In addition to photocatalytic dye degradation and hydrogen evolution reactions, semiconductor crystals can also photocatalyze organic transformations using the photogenerated electrons, holes and radicals.^2,6,24,25 We consider employing Zn₂SnO₄ crystals for the photocatalytic thiol–ene click reaction to generate thioethers. Thioethers are an important class of organosulfur compounds that are widely found in natural products and pharmaceuticals and are precursors for the preparation of sulfoxides and sulfones.^26,27 A ruthenium complex has been applied for photocatalytic anti-Markovnikov hydrothiolation of olefins.²⁸ Uncharacterized TiO₂ also can photocatalyze the thiol–ene reaction in 16 to 40 h.²⁹ The reaction can also be accomplished using ZnIn₂S₄ microcrystals in 15 h with moderate yields.³⁰ It would be desirable to perform the reaction using a Zn₂SnO₄ photocatalyst.

In this study, Zn₂SnO₄ octahedra with tunable sizes have been synthesized hydrothermally. In-house XRD patterns suggest the presence of a different phase other than the normal cubic lattice. Synchrotron XRD analysis and crystal structure modeling yield bulk and surface lattices that are best fitted with the trigonal R3̄m space group for larger octahedra, while the smallest octahedra are better fitted with a combination of R3̄m and cubic Fd3̄m space groups. HR-TEM processing directly enables visualization of the surface layer lattice. Optical properties were examined. The largest 1.5 µm octahedra possess the best photocatalytic dye degradation activity. They also are the best photocatalyst for the thiol–ene reaction. Active species trapping experiments have been performed to support the proposed reaction mechanism.

Results and discussion

Synthesis and characterization of Zn₂SnO₄ octahedra

By adjusting the concentration of LiOH, Zn₂SnO₄ octahedra with opposite corner lengths of 285 nm, 655 nm, and 1.5 µm were obtained hydrothermally at 180 °C for 9 h. Fig. 1 presents scanning electron microscopy (SEM) images of the synthesized particles, showing generally good size and shape uniformity.
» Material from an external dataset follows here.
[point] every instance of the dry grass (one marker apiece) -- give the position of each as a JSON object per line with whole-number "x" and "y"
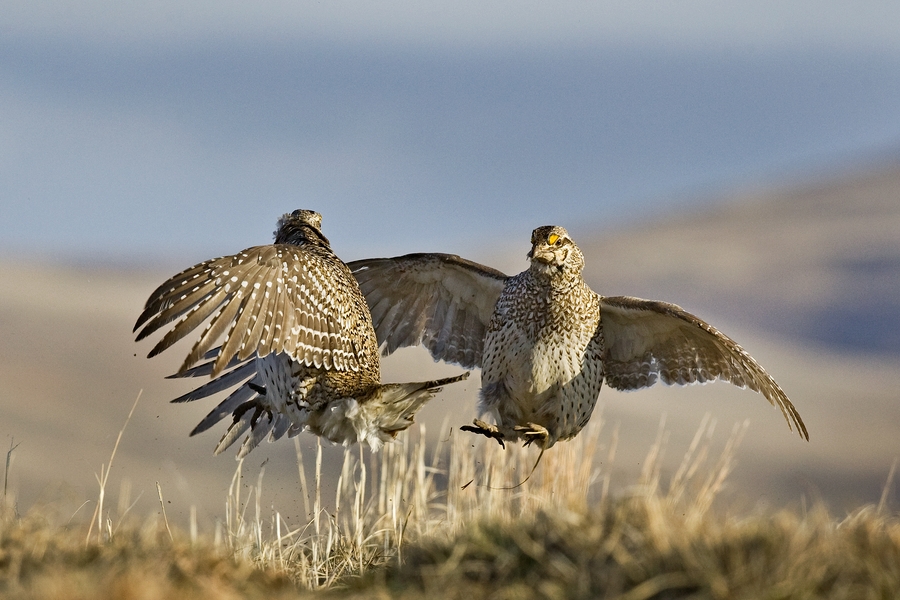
{"x": 452, "y": 521}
Their size distribution histograms are available in Fig. S1, SI. The in-house XRD patterns of Zn₂SnO₄ octahedra with different sizes are shown in Fig. 2. The diffraction patterns match well with that of the cubic phase of Zn₂SnO₄ with a Fd3̄m space group. As the particle size increases, a slight shift of the peaks toward lower angles can be identified. However, subtle peak splitting is noticeable at 35.2° and 60.2°, suggesting the presence of another crystal phase.
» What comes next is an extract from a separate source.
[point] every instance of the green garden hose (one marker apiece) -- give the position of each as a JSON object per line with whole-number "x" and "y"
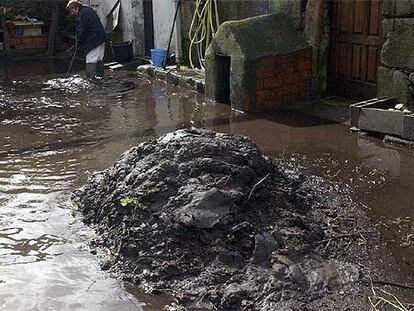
{"x": 203, "y": 26}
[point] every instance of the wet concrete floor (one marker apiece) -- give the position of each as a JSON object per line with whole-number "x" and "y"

Fig. 1 SEM images of the synthesized ZnSnO₄ octahedra with average opposite corner lengths of (a) 1.5 µm, (b) 655 nm, and (c) 285 nm.
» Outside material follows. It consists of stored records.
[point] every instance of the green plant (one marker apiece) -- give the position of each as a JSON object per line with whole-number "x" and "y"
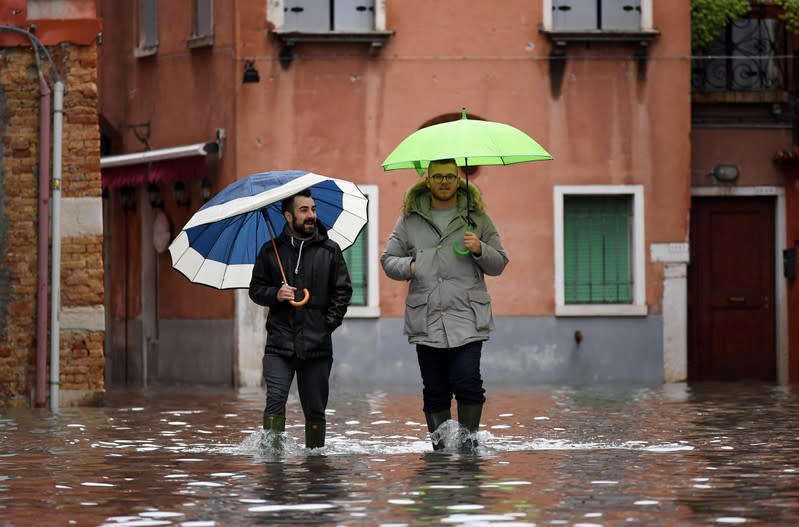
{"x": 790, "y": 14}
{"x": 709, "y": 17}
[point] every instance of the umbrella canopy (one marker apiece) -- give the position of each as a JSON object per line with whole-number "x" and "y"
{"x": 219, "y": 244}
{"x": 470, "y": 142}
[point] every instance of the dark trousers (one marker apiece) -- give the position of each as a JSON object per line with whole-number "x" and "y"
{"x": 450, "y": 372}
{"x": 312, "y": 384}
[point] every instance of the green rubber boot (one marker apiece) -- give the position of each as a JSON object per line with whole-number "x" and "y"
{"x": 434, "y": 420}
{"x": 274, "y": 426}
{"x": 469, "y": 418}
{"x": 315, "y": 434}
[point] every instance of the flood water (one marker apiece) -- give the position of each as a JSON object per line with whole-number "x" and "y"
{"x": 723, "y": 454}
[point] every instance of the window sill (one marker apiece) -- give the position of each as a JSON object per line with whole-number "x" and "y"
{"x": 603, "y": 310}
{"x": 363, "y": 312}
{"x": 145, "y": 51}
{"x": 741, "y": 97}
{"x": 289, "y": 38}
{"x": 201, "y": 41}
{"x": 562, "y": 38}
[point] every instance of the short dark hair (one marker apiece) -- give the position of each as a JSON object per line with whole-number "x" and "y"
{"x": 287, "y": 205}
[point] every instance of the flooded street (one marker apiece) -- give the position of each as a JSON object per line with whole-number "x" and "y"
{"x": 723, "y": 454}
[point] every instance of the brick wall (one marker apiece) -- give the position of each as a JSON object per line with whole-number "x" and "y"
{"x": 82, "y": 332}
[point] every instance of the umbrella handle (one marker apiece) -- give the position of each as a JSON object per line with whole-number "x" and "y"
{"x": 298, "y": 303}
{"x": 457, "y": 249}
{"x": 295, "y": 303}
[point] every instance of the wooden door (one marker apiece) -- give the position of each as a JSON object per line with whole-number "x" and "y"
{"x": 731, "y": 319}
Fig. 2 XRD patterns of the size-tunable Zn₂SnO₄ octahedra. Reference cubic and calculated trigonal phases of Zn₂SnO₄ are also shown.

To confirm the peak shift and splitting features, synchrotron XRD data were collected. These data were subsequently employed to determine the crystal space group through Rietveld refinement. Fig. S2, SI gives selected synchrotron XRD peaks. Clearly, an additional peak is observed next to the (222) and (422) peaks, and the (440) peak appears asymmetric, likely from an overlap of two peaks. This observation is consistent with that in a previous report that this sample contains the R3̄m space group.¹⁵ Since there is no reference standard for Zn₂SnO₄ in the R3̄m space group, the synchrotron-derived diffraction patterns were analyzed using the direct method in Expo2014 software. As depicted in Fig. 3, the cubic Fd3̄m phase and trigonal R3̄m phase are structurally similar, especially when viewed along the [110] direction for the Fd3̄m structure. The observed diffraction intensities together with the model phase information were used to calculate the three-dimensional electron density distribution. The atomic positions (Q1, Q2, …) were then assigned by comparing their relative positions with those in the Fd3̄m cubic phase. During the space group transformation, position splitting occurs due to a reduction in symmetry. The number of atomic positions increases upon converting from the cubic to the trigonal phase, as shown in Table S1, SI. Zn1 transforms into Zn5, Zn2 into Zn6 and Zn7, Sn1 into Sn1 and Sn2, and O1 into O3 and O4. Fig. 2 also presents the calculated XRD pattern of the R3̄m phase, showing the emergence of additional peaks.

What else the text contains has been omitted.